Тот осторожно повёл носом и изумился:
– И ты, брат! Ты-то как туда засовываешь? Я понимаю, папиросу ещё можно при известной сноровке набить…
– Неумёха! – пожурил друга Попов. – В той же табачной лавчонке в большом ассортименте имеется папиросная бумага. Сворачивается быстрей, чем Никитин «косяк». Ладно, он военный, приученный, что народ к нему тянется. А меня наоборот эти народные «стрелки» на улицах достали. Лень им, поганцам, сто метров до киоска пройти.

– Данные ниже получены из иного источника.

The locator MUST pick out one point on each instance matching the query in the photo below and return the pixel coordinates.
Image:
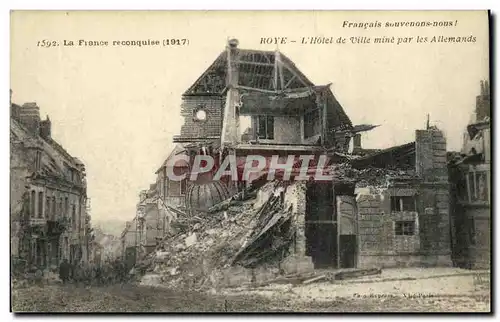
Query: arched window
(53, 212)
(73, 217)
(40, 204)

Буксуют на своём «пятачке» и «стреляют» у каждого встречного. Когда только накурятся, сволочи? А я им – дубликатом бесценного груза – краснознамённую пачку «Примы»! Нате, угощайтесь. И абзац, опресневели мужики. Случалось, даже денег предлагали, чтобы спрятал худой табачишко, не позорил родной городишко.

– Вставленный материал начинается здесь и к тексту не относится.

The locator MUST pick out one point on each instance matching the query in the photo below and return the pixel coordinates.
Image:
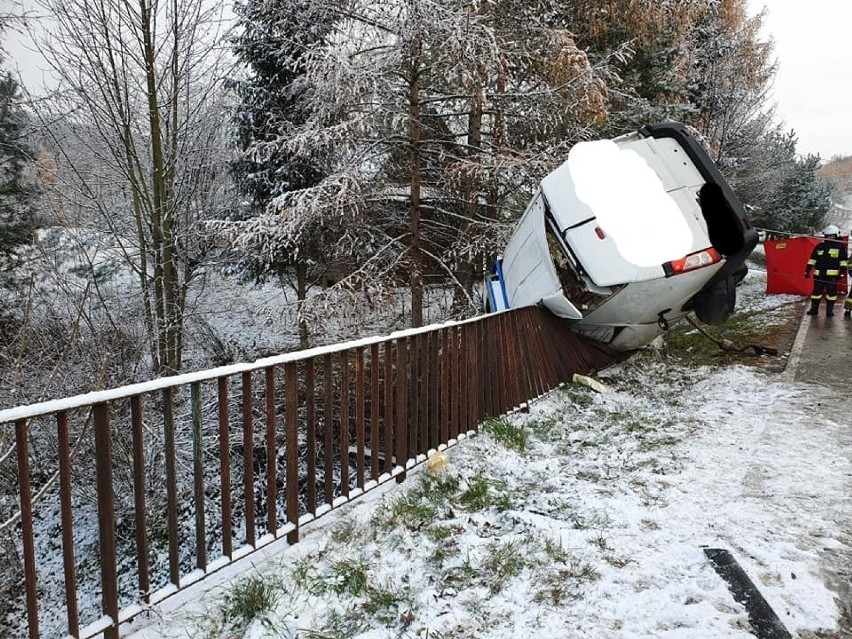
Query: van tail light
(693, 261)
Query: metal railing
(192, 472)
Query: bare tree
(138, 96)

– И мне как-то предлагали, – хохотнул Добрынин.
– А зимой тут, вообще, попа была, – оживился Лёха. – Новое казино тогда открыли. «Красный куш», на углу Чекистов – Бродского. Филиал Черемыслевской сети. Ну, охранников понагнали. Видимо, оттуда же, из центра. Все мордастые, бдительные. Один на фейс-контроле с пищалкой, другой возле гардероба трётся, косит лиловым взглядом, не спрятан ли под смокингом гексагеновый жилет. Сдаю, значит, доху я на меху я, достав предварительно из карманов курительные аксессуары. Этот баклан как увидел мою пачку, взвился, ножонками засучил. «Простите, – голосит, – сэр, у нас здесь такое не курят. Мы не имеем права вам позволить! Здесь приличные люди». И понёс, понёс пургу о том, какие у них можно заказать бомондские сигары. Вместо «Примы».

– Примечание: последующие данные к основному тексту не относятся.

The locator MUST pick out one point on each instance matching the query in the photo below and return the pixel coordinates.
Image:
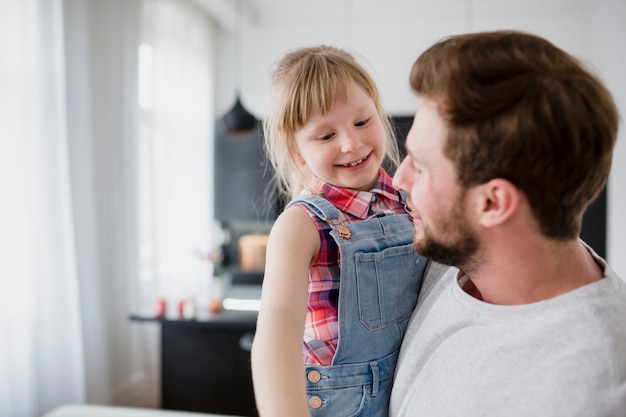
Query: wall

«Труха, – говорю я ему спокойно, – труха ваши сигары». А народ уже начинает вокруг нас собираться. Лица, по большей части, знакомые. Лыбятся и, хорошо меня зная, предвкушают шоу типа балаган. Тут вывёртывается из чрева казино ихний менеджер или какой ещё полубосс. И тоже давай грузить насчёт несовместимости и недопустимости. Самое, значит, настало подходящее время учить хмырей уму-разуму. Огляделся я, вижу, неподалёку стоит неплохая такая, фигуристая тётенька и пялится на нас с «Примой». В глазах очевидное омерзение. «Хорош, – говорю я полубоссу, – из пустого в порожнее переливать. Давайте уж де-фактами меряться, что ли? Возьмём, например, ту глазастую мадаму в судьи. Вы, почтенный, закурите вашу самую замечательную сигару, я – свой запретный плод. К кому Фемида рыльце поворотит, тот чемпион. От кого отвернёт, тот само собой, обгадился». – «О’кей», – говорит полубосс. Ну, тут ему почтительно подносят расфуфыренную упаковочку. Он её минут пять любовно разворачивает, эстет хренов, ножничками чуть не золотыми обрезание проводит. Пассы с ней у себя под носом делает, престидижитатор. Ну закурил, в конце концов. И я закурил. Между нами расстояние метра три. Фемида посередь нас: одной ноздрёй мой дым апробирует, другой – сигарный. Смотрю – та, дальняя от меня ноздря начинает мало-помалу кукситься, пошмыгивать и подвигаться в моём направлении. Мордашка судьи тянется, соответственно, за ноздрёй, потому что физиология человека отлична от слоновьей. Нейтральное судейское выражение сменяется блаженным, и она уже не столько судит, сколько внюхивает меня с моей сигаретой целиком. Типа «я – твоя, чего же боле». Точка. И даже восклицательный знак. Часть публики взрывается аплодисментами, другая овациями, третья попросту рукоплещет. Полубосса с его вохровцем долго пинают ногами где-то в кулуарах. А меня вместе с «Примой» и фигуристой тётенькой тащат на руках в красный угол. Вечер удался. Ви а зе чемпионс!